November 17, 2025
MizzouForward hire Tanu Malik is developing new tools that will enable the efficient and reliable reproduction of studies.

A Mizzou Engineering researcher is working to advance the pace of discovery with technology that will reinforce scientific integrity.
“As scientists, we need to do more to show our work,” said Tanu Malik, an associate professor in the Department of Electrical Engineering and Computer Science. “Not just in engineering and STEM fields, but in all areas of research.”
The ability to reproduce the results of research is a cornerstone of academic integrity. If one scientist can replicate the findings of another using their same methods, it helps ensure that the original study was accurate.
In the early 2010s, some in the scientific community became concerned over an uncomfortably large number of research results that could not be reproduced. This concern has become even more urgent with the rise of artificial intelligence (AI).
“Computations are becoming more of a black box, and we don’t always understand how results are produced, especially as science becomes more interdisciplinary,” Malik said.
When research involves complex computations, scientists seeking to reproduce results investigate the data used and understand how the code was run. Typically, code and data are shared in containers: standardized units that can be run on any server, cloud or laptop.
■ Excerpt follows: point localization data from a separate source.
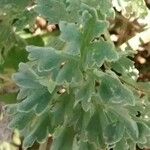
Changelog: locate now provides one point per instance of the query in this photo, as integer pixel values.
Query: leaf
(122, 144)
(26, 78)
(84, 93)
(48, 8)
(62, 110)
(70, 34)
(113, 132)
(70, 72)
(84, 146)
(129, 8)
(64, 140)
(17, 122)
(37, 100)
(95, 128)
(113, 91)
(39, 131)
(48, 58)
(130, 124)
(102, 51)
(144, 132)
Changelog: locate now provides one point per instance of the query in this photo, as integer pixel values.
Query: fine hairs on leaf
(73, 92)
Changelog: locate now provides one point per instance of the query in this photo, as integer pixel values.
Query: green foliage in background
(81, 89)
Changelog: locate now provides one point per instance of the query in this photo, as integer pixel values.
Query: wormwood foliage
(83, 93)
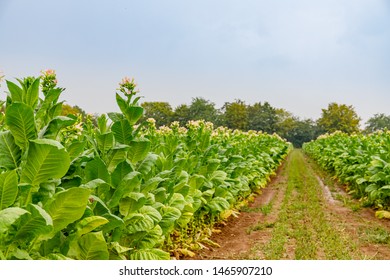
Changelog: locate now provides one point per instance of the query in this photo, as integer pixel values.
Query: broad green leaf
(151, 184)
(147, 164)
(15, 91)
(150, 239)
(133, 114)
(105, 141)
(116, 156)
(130, 183)
(93, 246)
(151, 212)
(136, 222)
(89, 224)
(169, 217)
(75, 149)
(46, 159)
(32, 94)
(19, 254)
(8, 188)
(149, 254)
(51, 98)
(131, 203)
(9, 216)
(54, 127)
(38, 222)
(177, 201)
(121, 103)
(218, 176)
(123, 131)
(138, 150)
(217, 205)
(67, 206)
(97, 169)
(19, 118)
(113, 222)
(10, 153)
(121, 170)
But it doesn’t end there.
“Just sharing code isn’t enough,” Malik said. “We need to be able to run it.”
That’s why Malik is working with researchers from the Stanford Research Institute, the University of Maryland, College Park and consulting company Bayesics to develop reproducible containers — containers specifically designed to ensure that computations can be reliably replicated, not just shared.
“Instead of spending days figuring out the context of a computation, researchers can quickly understand what was done, and that saves time,” Malik said.
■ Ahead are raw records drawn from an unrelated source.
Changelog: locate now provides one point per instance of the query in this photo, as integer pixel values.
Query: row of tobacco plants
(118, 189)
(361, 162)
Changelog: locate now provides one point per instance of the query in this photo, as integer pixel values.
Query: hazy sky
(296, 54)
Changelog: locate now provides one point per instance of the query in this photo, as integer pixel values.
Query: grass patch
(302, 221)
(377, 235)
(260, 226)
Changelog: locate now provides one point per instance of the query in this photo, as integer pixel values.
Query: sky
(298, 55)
Supported by a grant of more than $700,000 from NASA’s Goddard Space Flight Center, the team aims to address NASA’s data-intensive needs with their work.
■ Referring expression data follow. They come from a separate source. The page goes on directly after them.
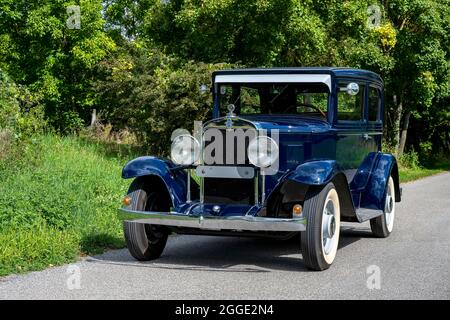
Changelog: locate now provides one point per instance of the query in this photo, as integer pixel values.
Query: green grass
(58, 198)
(418, 172)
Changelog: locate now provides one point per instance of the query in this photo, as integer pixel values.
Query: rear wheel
(320, 240)
(145, 242)
(383, 225)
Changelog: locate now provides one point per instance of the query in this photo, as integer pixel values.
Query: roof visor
(274, 78)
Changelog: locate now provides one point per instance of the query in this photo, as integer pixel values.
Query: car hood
(283, 123)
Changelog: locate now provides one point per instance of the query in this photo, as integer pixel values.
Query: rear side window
(374, 104)
(350, 107)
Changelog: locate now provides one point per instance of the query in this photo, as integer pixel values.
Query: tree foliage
(38, 49)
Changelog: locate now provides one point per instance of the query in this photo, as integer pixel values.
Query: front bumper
(216, 223)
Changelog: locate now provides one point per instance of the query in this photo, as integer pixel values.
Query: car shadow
(228, 254)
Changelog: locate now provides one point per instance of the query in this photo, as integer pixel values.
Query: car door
(351, 127)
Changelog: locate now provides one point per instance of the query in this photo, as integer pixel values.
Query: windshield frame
(218, 113)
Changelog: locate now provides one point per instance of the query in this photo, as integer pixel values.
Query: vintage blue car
(288, 151)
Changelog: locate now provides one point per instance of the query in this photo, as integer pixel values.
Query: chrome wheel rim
(329, 226)
(389, 205)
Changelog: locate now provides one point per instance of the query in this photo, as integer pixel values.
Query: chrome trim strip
(274, 78)
(225, 172)
(247, 223)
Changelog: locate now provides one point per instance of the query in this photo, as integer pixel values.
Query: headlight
(263, 151)
(185, 150)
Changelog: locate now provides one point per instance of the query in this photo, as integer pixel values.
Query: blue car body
(312, 152)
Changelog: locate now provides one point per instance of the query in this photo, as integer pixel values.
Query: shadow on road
(225, 254)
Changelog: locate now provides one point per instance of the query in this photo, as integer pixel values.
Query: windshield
(265, 98)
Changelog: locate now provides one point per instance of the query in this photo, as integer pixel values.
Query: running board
(364, 214)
Other researchers have developed reproducible containers in the past, but these required users to have considerable programming skills and other technical expertise. By contrast, Malik’s ready-to-use package automates the process, enabling any researcher to make their work reproducible.
In addition to the NASA-funded project, Malik is also working on a separate project to improve the reproducibility of the Jupyter Notebook — an open-source web application widely used for interactive computing and data analysis.
The project is supported by $3.7 million grant from the National Science Foundation which Mizzou will share with the University of Illinois Urbana-Champaign and the University of Notre Dame.
“Right now, a Jupyter Notebook is not reproducible when scaled up to high-performance computing resources,” Malik said. “We’re using reproducible containers to fix this mess.”
Both projects have the potential to accelerate research across disciplines and ensure transparency and enable more interdisciplinary collaboration — Mizzou’s strong suit and one of the reasons Malik moved her lab to the university.
“I love working with scientists, and Mizzou offered the right platform to take my research to the next level,” she said. “This work will show the world the kind of impactful research we do at Mizzou Engineering.”